Interval Sum Counting Algorithm

Category: Algorithms

Problem Set 4

Problem 1

$I = [(0, 1), (0, 3), (4, 5), (2, 5)]$

These intervals are already sorted by finish time.

  1. Initially, there are no classrooms allocated, so $I_0$ is placed in $C_0$.
  2. Next, $I_1$ is incompatible with $I_0$, so it is placed in a newly allocated $C_1$.
  3. $I_2$ is compatible with $C_0$ and $C_1$, so it is placed in $C_0$.
  4. $I_3$ isn't compatible with $C_0$ or $C_1$ (because of $I_2$ and $I_1$ respectively), so it is placed in a newly allocated $C_2$

So we have...

  • $C_0 = { I_0, I_2 }$
  • $C_1 = { I_1 }$
  • $C_2 = { I_3 }$

As you can see below, the maximum depth is 2, so this algorithm allocated more than max-depth classrooms.
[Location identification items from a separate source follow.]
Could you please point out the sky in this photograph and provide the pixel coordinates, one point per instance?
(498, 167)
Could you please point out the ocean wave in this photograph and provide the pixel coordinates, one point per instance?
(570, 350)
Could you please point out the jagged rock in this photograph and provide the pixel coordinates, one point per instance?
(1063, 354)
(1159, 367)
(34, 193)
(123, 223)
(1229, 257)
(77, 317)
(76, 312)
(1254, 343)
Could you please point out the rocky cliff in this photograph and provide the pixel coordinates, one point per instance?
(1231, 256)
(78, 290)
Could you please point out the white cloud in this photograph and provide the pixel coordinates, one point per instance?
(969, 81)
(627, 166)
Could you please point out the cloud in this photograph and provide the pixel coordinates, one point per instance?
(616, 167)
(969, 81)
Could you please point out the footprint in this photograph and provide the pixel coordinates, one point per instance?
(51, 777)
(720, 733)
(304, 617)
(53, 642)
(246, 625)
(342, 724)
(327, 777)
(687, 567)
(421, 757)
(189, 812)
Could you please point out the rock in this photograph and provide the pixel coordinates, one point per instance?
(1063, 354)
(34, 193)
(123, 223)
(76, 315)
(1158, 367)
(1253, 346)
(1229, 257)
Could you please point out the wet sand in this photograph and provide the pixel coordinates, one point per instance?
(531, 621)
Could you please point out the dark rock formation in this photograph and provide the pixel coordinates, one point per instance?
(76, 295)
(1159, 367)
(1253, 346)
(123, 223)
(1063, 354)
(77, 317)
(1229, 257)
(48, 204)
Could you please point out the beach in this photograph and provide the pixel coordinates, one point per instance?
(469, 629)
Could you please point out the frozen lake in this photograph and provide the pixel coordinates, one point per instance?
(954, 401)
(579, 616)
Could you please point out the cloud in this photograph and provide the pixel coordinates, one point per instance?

I_1  +-----------------+     +-----+  I_2
I_0  +-----+     +-----------------+  I_3

     +-----+-----+-----+-----+-----+
     0     1     2     3     4     5

Problem 2

Algorithm

  • Let $S$ be the (initially empty) set of pairs
  • Sort $A = a_1, a_2, \ldots, a_n$ in increasing order to get $B = b_1, b_2, \ldots, b_n$.
  • While there are elements remaining, pick the smallest and largest element (the first and last $b_i, b_j$), and remove them from $B$.
  • Add ${b_i, b_j}$ to $S$
  • Once $B$ is empty, return $S$.
# O(nlog(n))
def min_max_pairs(A):
  A.sort()

  l, r = 0, len(A) - 1
  res = -infinity
  while l < r:
    res = max(res, A[l] + A[r])
    l += 1
    r -= 1
  return res

Running Time

Sorting takes $O(n\log(n))$. Then, we perform $\frac{n}{2}$ iterations of our while loop, each requiring constant work. This gives us an overall runtime of $O(n\log(n))$

Correctness: Greedy Stays Ahead

For notational convenience, let $a_1, a_2, \ldots, a_n$ be sorted. Let $G$ be my algorithm, and $X$ be the optimum, and for the sake of contradiction, suppose $X$ chooses pairs differently from $G$, e.g. not of the form $(a_i, a_{n - i})$ as $G$ does.

Let $g(a_i)$ be a function that outputs the "choice" of partner for any $a_i$ by $G$, so $g(a_i) = a_{n - i}$, and let $x(a_i)$ mean the same for $X$.

Define $P(n)$ as...

Given $n$ sorted numbers (with $n$ being even) $a_1, \ldots a_n$, $G_{max} \le X_{max}$, where $G_{max}$ and $X_{max}$ are defined as follows:

$$ G_{max} = max({ g(a_i) + a_i : 1 \le i \le n }) $$

$$ X_{max} = max({ x(a_i) + a_i : 1 \le i \le n }) $$

Base Case:

$P(2)$: we have $a_1, a_2$, with $a_1 < a_2$. There is only one possible pair, so $G_{max} \le X_{max}$, and $P(2)$ holds.

IH: Suppose $P(k - 2)$ holds.

IS:

Let $A = a_1, a_2, \ldots, a_{k - 1}, a_k$ be sorted numbers. Remove $a_1$ and $a_k$ to get $A' = a_2, \ldots, a_{k - 1}$. Since $A'$ is still sorted, and has $|A'| = k - 2$, we know $P(k - 2)$ holds.

Therefore, we have $G'{max} \le X'$ for $A'$.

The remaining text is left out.